1) Good job reenforcing Canon's customer-unfriendly design practices and rewarding them for their marketing rather than their actual products. You are why we're having to have these conversations at all. Stop giving companies money until you know that they've actually delivered.
2) Tamron's 17-35mm f/2.8-4 is lighter and smaller than this, also uses a 77mm filter thread, and at least going by Bryan's results of this 14-35, the Tamron is optically better in the center and only very slightly worse in the furthest corners.
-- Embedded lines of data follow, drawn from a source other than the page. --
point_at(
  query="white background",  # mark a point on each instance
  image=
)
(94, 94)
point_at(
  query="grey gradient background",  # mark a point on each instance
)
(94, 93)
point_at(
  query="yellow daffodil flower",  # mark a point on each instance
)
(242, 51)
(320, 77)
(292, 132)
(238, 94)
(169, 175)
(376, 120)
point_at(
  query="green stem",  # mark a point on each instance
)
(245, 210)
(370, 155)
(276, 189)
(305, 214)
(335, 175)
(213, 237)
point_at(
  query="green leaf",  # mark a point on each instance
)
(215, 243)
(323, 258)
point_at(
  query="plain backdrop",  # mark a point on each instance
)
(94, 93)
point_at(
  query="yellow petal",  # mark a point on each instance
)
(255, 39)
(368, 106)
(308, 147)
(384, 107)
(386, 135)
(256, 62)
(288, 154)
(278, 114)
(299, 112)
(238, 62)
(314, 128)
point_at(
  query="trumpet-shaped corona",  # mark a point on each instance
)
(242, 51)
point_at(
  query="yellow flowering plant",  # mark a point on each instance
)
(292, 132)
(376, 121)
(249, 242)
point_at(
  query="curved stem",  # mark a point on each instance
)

The f/2.8 wide end is a bit soft but you can consider that aperture to just be a bonus, since the Canon lenses don't have it at all; stop it down to f/4 or beyond and the Tamron sharpens up significantly. (Or at least my copy did.) I've owned the Tamron, it wasn't my favourite wide-zoom by any means, but if size is important to you then it is your winner and optically it's very good. I did prefer the optics of the Canon 16-35mm f/4 and that's ultimately what I stuck with, but I appreciate not everyone wants to carry something that size around (and it is only size, not weight; the EF lens is only 80G heavier than this RF and only 150g heavier than the Tamron!) and/or pay that much.
However you spin it, however you want to try to justify it to yourself, you know that you've paid a gigantic, arbitrary premium, twice, for the sake of saving 80g (180g, if we're including the adapter), about ~1.5cm in length, and a clearly-flawed extra 2mm which is being completed via software rather than the glass you've ostensibly paid for. This is the problem—you are part of it—and this is what manufacturers (it's not Canon alone) need to not be rewarded for.